Lisp/Scheme was a similar personal evolution, and was enabled by exposure
to functional programming. ?FP seems to spawn a religious fervor, but
frankly so did OOP in the early days of C++ ("this will fix EVERYthing!"),
and fortunately I was able to (eventually) grasp the value of a new
paradigm without drinking the Kool-Aid. ?And I learned my first language
in the mid-1970s, but only 'got' Lisp/Scheme in the last couple of years.
These things don't necessarily happen overnight, but YMMV.
So I empathize with your discomfort with Scheme, but I disagree that your
experience validates the belief you hold that because you are not grokking
it, 'normal folks' can't/won't grok it. ?You are already part of a
distinct cohort: experienced users of information technology. ?How can you
map your experience onto the broader population? ?And while your knowledge
born of long tenure grants you many positive attributes in this field,
there are down sides - such as this one, that you look at Scheme through
the lens of your own experience and say, "that's just so wrong."
It would certainly make for bad [BASIC | FORTRAN | C/C++ | etc.] but once
you have the 'moment of enlightenment' it seems very consistent and
elegant. ?For example, I far prefer prefix or postfix notation to messy
infix notation that requires a table of operator precedence a page long!
My first Lisp text that made sense to me was one published by DEC, aimed
at experienced programmers. ?I switched to Scheme because, as I've said
before, I felt it was not as bloated and bowdlerized as so-called Common
Lisp. ?When I later picked up "Little Schemer" I found it interesting, but
a bit tedious at points, probably because of the challenge of overcoming
'normal' thinking about programming. ?:-) ?But I agree it's a good book
and can help one achieve literacy in the ways of Scheme.
So I think you or anyone else *can* learn to program in a Lisp-like
language and come to appreciate its value. ?Your addendum about that
person having "neither interest [n]or aptitude" is another matter
entirely. ?And I don't mean that unkindly: my daughter wants me to learn
to ice-skate?. ?-- Ian
All right, some interesting points there.
But, by way of seeking clarification - well, let's put it this way. I
am interested and very curious about Lisp, Scheme, Lisp Machines and
so on. Indeed I am, as a result of my reading, trying to research and
write an article on the history of Lisp Machines.

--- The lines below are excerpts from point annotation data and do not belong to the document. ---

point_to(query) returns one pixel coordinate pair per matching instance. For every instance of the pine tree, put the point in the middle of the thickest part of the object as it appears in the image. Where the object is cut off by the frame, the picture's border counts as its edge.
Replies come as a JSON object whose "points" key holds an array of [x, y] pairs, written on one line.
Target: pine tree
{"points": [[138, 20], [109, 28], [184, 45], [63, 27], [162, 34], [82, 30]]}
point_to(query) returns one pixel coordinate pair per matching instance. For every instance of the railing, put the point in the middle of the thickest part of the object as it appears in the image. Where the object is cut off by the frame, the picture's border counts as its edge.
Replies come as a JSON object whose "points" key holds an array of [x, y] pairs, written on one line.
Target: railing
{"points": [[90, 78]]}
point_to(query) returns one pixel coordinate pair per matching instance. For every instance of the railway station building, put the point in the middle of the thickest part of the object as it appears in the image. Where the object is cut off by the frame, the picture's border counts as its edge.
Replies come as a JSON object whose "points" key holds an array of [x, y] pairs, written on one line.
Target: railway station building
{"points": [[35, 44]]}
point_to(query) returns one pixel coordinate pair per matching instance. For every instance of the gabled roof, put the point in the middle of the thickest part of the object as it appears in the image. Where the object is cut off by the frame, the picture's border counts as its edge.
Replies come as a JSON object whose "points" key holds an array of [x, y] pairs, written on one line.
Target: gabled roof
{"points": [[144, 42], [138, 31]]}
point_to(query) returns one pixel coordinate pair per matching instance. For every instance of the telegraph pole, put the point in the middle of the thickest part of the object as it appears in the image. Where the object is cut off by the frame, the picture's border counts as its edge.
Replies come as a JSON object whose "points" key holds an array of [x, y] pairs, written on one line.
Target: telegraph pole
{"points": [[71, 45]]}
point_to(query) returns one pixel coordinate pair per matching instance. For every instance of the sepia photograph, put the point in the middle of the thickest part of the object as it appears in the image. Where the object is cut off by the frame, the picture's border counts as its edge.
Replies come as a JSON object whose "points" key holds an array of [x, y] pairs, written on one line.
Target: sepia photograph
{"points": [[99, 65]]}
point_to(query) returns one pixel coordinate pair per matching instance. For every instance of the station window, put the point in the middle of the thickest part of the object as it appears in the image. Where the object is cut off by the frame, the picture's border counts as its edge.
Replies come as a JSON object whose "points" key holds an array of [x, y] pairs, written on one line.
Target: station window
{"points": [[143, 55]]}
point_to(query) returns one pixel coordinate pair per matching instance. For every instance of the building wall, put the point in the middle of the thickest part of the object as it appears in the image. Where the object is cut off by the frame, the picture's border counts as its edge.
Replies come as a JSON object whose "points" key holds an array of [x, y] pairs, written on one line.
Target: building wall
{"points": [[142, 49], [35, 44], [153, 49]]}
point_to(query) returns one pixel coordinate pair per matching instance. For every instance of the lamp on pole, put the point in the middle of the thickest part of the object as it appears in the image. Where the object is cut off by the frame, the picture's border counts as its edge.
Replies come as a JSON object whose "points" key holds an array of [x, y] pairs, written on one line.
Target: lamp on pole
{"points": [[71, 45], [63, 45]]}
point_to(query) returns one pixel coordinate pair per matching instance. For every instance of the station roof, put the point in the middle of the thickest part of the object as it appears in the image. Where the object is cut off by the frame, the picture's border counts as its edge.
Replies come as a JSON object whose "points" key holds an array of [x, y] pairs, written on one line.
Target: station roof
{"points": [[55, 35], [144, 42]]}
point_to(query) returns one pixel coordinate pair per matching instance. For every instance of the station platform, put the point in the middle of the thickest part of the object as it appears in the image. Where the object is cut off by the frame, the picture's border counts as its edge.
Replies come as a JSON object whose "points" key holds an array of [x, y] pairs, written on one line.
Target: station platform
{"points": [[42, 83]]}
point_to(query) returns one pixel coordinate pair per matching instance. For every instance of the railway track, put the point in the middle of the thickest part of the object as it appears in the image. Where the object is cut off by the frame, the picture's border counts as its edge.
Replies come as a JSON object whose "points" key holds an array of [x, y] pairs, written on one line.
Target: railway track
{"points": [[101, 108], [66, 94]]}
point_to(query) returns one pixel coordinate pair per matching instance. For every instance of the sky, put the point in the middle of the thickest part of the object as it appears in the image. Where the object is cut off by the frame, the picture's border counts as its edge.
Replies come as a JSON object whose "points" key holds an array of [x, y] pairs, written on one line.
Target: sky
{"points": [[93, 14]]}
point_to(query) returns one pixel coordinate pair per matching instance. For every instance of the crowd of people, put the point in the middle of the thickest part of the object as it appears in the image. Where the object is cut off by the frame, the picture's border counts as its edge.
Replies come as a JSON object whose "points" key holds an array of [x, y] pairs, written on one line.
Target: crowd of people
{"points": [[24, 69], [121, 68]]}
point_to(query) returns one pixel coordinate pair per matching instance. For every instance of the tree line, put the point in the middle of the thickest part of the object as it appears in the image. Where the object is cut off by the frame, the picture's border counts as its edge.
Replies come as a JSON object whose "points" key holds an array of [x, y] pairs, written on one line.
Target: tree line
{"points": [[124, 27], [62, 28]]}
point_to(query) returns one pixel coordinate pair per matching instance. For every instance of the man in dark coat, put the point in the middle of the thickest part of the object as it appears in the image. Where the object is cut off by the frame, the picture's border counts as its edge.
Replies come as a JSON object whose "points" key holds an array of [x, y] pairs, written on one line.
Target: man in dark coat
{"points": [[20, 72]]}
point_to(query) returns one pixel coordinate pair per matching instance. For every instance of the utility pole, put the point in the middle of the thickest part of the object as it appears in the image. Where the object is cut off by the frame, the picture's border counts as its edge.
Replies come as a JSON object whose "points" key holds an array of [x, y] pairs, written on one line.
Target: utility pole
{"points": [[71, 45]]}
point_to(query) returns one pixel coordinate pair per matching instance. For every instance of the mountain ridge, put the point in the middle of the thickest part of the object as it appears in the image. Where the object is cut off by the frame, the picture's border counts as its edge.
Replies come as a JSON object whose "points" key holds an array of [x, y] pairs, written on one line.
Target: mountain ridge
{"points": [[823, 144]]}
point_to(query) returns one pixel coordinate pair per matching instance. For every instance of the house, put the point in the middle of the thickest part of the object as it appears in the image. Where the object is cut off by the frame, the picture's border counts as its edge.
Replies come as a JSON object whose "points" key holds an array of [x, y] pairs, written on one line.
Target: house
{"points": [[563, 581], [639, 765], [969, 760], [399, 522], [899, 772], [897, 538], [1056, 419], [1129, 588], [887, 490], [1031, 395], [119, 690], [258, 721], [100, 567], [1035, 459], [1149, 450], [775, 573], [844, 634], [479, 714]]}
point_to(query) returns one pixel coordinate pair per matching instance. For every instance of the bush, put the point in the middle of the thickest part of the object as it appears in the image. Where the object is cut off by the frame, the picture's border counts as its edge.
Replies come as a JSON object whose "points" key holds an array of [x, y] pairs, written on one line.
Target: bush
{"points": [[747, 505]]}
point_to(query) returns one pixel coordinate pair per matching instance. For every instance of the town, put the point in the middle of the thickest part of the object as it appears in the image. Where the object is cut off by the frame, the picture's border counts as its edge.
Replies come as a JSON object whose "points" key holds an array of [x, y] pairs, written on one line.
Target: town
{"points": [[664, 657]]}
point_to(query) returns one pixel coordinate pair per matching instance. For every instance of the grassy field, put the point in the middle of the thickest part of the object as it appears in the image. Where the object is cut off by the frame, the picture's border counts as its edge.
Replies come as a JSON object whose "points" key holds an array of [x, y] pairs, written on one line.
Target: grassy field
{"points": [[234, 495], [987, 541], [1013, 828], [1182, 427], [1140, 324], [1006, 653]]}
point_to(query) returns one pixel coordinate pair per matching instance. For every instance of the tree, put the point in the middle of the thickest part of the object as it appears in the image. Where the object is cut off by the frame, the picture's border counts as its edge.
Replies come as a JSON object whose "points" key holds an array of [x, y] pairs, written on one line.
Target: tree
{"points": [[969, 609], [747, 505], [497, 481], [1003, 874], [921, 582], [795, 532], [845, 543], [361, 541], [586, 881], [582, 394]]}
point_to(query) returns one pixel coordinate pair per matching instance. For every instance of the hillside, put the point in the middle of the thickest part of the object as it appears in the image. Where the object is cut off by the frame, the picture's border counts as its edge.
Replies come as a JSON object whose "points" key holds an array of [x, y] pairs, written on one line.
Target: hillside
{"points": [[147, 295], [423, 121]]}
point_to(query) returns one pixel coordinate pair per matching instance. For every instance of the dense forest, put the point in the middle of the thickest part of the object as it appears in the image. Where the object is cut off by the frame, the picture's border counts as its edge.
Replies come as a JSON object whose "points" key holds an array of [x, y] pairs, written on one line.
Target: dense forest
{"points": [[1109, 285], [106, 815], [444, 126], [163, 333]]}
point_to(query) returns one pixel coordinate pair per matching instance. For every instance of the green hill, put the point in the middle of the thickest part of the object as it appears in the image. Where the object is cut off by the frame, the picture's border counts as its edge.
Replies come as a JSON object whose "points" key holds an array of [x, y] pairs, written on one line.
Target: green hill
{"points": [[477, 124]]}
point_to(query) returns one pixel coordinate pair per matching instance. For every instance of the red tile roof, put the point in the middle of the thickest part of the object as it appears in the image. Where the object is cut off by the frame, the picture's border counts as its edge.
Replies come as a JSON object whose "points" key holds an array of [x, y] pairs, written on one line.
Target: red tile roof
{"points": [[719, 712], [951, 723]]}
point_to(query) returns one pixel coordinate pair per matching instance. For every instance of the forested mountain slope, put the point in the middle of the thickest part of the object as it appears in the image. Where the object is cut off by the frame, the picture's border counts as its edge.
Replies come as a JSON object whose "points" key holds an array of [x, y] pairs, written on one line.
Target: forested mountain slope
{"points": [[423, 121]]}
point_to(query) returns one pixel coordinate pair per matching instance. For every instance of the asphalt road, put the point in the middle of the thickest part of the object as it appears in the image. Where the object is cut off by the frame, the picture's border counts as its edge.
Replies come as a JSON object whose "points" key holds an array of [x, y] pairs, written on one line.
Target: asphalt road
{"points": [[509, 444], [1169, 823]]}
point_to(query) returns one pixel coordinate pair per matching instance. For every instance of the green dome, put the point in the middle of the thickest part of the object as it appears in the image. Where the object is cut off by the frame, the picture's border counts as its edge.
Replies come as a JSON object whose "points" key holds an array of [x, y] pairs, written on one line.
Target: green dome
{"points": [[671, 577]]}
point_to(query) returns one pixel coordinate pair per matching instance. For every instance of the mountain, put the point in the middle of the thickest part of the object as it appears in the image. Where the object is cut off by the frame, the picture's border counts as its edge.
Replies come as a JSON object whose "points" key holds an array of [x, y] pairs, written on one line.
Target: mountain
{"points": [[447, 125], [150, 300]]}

And yet, despite reading acres about this, I have yet to find *any*
coherent nonspecialist texts, guides, tutorials or explanations about
these languages.
For instance, the lambda calculus. What is it? What does it do, what
is it for, why is it special?
Closures: again, I have yet to find a readable, comprehensible
explanation of what they are, what they are good for, why they are
powerful and what strengths they confer onto a programming language.
If the teaching & reference materials that I have found so far are
unable to convey these core concepts, then there would seem to be two
possible conclusions:
[a] /all/ the materials that I've been able to find are extremely
poor, even the ones that are more or less universally agreed to be
very good
or
[b] these are complex, difficult concepts and a massive amount of
back-knowledge is necessary to understand it.
I would *REALLY* like and hugely value any pointers, ideally web links
but print references would do as well, as to these concepts.
But are there other possible explanations that I have missed? That
these things are easy but all the texts are rubbish?